Aquilo não era verdade, eu não disse nada, meu corpo estava totalmente travado e incapaz de tomar qualquer atitude, refletindo sobre meus impulsos cheguei a conclusão de que estava em apuros, principalmente após meus olhos encontrarem com os do comandante. Seus olhos exalavam deboche e raiva, ele deu pequenos passos até mim de forma lenta e as batidas do meu coração estavam aceleradas, era como se cada gotícula de suor que houvesse em meu corpo exalasse medo e ódio.

-Leve as outras para dentro e logo a levarei junto, essa aqui necessita de um tratamento especial. -Seu sorriso foi diabólico surgiu em seus lábios carnudos e avermelhados, levei meu olhar desesperado em direção às outras do meu grupo e engoli em seco, agora de fato, estava em apuros.

As mulheres caminharam enfileiradas em direção à porta que havia no final do cômodo, as perdi do meu campo de visão e em seguida todos os soldados entraram pela mesma porta, fechei meus olhos por alguns segundos na tentativa de ignorar a presença intimidadora do comandante.

-Tire suas roupas ou eu mesmo as tirarei. -Suas palavras foram ditas em um tom imperativo e eu apenas respirei fundo.

Não queria apanhar, meu corpo estava cansado o suficiente para brigas e discussões, me sentia incapaz de proferir qualquer palavra ou de tentar escapas novamente desse momento horrível. Então, apenas levei minhas mãos aos botões do meu vestido, abri um de cada vez de forma lenta, na tentativa de prolongar o momento, em seguida deixei com que o tecido azul escorregasse por meu corpo até o chão, direcionei meus olhos ao comandante por alguns segundos e percebi que seus olhos estavam fixos em meu corpo.

-Agora tire as peças íntimas, judia. -Seu tom de voz era, novamente, indecifrável.

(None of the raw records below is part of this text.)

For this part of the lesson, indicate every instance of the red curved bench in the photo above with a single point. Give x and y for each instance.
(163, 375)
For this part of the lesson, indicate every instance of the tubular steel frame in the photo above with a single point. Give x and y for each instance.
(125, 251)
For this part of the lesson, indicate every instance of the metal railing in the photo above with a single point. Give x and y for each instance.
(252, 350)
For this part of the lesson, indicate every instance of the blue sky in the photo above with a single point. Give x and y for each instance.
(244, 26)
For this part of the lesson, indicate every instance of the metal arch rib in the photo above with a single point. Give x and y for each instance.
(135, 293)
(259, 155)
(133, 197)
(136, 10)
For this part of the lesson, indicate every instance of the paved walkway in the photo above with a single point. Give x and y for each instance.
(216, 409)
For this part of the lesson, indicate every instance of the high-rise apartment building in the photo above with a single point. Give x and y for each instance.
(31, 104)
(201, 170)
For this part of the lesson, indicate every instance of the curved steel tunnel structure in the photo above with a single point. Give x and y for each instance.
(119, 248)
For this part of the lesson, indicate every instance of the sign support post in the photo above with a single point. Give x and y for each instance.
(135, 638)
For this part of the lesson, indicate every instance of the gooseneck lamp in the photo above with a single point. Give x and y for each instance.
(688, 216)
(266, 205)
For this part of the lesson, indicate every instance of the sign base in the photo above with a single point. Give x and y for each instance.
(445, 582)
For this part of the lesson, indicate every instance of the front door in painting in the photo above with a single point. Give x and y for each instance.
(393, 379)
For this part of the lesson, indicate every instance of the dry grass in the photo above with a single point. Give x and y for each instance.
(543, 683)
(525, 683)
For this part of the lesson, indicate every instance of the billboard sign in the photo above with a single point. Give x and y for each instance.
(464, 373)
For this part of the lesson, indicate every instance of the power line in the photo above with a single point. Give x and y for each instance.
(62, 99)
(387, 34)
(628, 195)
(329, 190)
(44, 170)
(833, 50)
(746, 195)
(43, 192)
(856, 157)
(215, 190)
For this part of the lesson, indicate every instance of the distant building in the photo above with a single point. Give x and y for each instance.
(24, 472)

Engoli em seco e tremi ao pensar no que poderia acontecer, fechei meus olhos e tomei coragem para, finalmente, acabar com aquilo. Tirei o tecido fino que cobria meus seios e os senti rígidos com o ar gélido de Berlim. Deslizei minhas mãos até minha calcinha e segurei com meus dedos as laterais da mesma, tirei o pano e a deixei cair no chão.

Finalmente encontrei forças para encarar o comandante e confesso que não gostei nada do olhar que lançava para mim. Em seus olhos parecia haver chamas e o comandante apenas molhou seus lábios ao passar sua língua sobre eles.

-Agora vá. Não desobedeça mais. Dessa vez escapou, espero que não haja próxima vez. -Sua voz também era firme e autoritária, o observei por mais alguns instantes e senti uma ponta de felicidade ao perceber que meu plano de escapar de tudo havia dado certo.
Mal sabia eu que o inferno tinha apenas começado, e o pior, eu tinha acordado uma fera desesperada por algo que sou incapaz de calcular.